Na maioria das crianças, envolve medidas simples:

  • sono adequado;

  • boa hidratação;

  • alimentação regular;

  • redução do excesso de telas;

  • prática de atividade física;

  • identificação dos fatores desencadeantes;

  • tratamento medicamentoso durante as crises quando indicado.

Em crianças com enxaquecas frequentes ou incapacitantes, pode ser necessário tratamento preventivo individualizado, sempre orientado por um neurologista pediátrico. Além dos medicamentos, intervenções comportamentais e manejo dos hábitos de vida desempenham papel importante na redução das crises.



Quando procurar um neurologista pediátrico?


É recomendável procurar avaliação especializada quando:

  • as dores de cabeça são frequentes;

  • há prejuízo escolar;

  • a criança deixa de brincar por causa da dor;

  • existe necessidade frequente de analgésicos;

  • há histórico familiar importante de enxaqueca;

  • surgem sinais de alerta;

  • persistem dúvidas sobre o diagnóstico.


Uma avaliação precoce permite tranquilizar a família quando se trata de uma cefaleia benigna e identificar rapidamente os casos que necessitam de investigação.



Conclusão


Embora a cefaleia seja um sintoma comum na infância, ela nunca deve ser ignorada. Felizmente, a maioria dos casos está relacionada a condições benignas, como enxaqueca e cefaleia tensional. Uma avaliação clínica cuidadosa é capaz de diferenciar os quadros que exigem investigação daqueles que podem ser tratados de forma segura e eficaz.

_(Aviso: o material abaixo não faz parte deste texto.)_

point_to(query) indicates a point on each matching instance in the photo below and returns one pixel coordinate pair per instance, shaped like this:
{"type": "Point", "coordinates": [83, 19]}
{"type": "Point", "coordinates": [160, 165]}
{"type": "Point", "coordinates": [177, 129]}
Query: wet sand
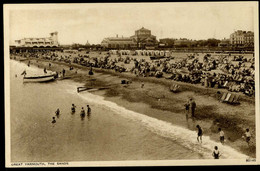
{"type": "Point", "coordinates": [155, 100]}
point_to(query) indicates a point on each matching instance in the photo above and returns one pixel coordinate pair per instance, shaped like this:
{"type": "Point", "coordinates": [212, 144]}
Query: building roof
{"type": "Point", "coordinates": [143, 29]}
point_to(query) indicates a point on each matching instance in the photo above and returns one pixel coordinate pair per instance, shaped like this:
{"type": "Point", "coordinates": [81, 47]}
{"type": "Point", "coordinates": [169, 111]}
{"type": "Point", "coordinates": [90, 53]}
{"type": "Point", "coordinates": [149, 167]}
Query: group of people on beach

Se seu filho apresenta dores de cabeça frequentes, uma consulta com um neurologista pediátrico pode esclarecer a causa e definir o tratamento mais adequado.



Referências

HEADACHE CLASSIFICATION COMMITTEE OF THE INTERNATIONAL HEADACHE SOCIETY. The International Classification of Headache Disorders (ICHD-3). 3. ed. Cephalalgia, v. 38, n. 1, p. 1-211, 2018.

OSKOUI, M. et al. Practice guideline update summary: Pharmacologic treatment for pediatric migraine prevention. Neurology, v. 93, n. 11, p. 500-509, 2019.

AMERICAN ACADEMY OF NEUROLOGY. Practice Guideline Update: Pharmacologic Treatment for Pediatric Migraine Prevention. Minneapolis: AAN, 2019.

ROYAL CHILDREN'S HOSPITAL MELBOURNE. Clinical Practice Guideline: Headache. Melbourne, 2025.

PAPETTI, L. et al. Beyond ICHD-3 criteria: Diagnostic challenges in headache in pediatric age. Cephalalgia, 2026.

NATIONAL INSTITUTE FOR HEALTH AND CARE EXCELLENCE (NICE). Suspected neurological conditions: recognition and referral – Quality statement 1: Headaches and 'red flag' symptoms in children. Londres, 2021.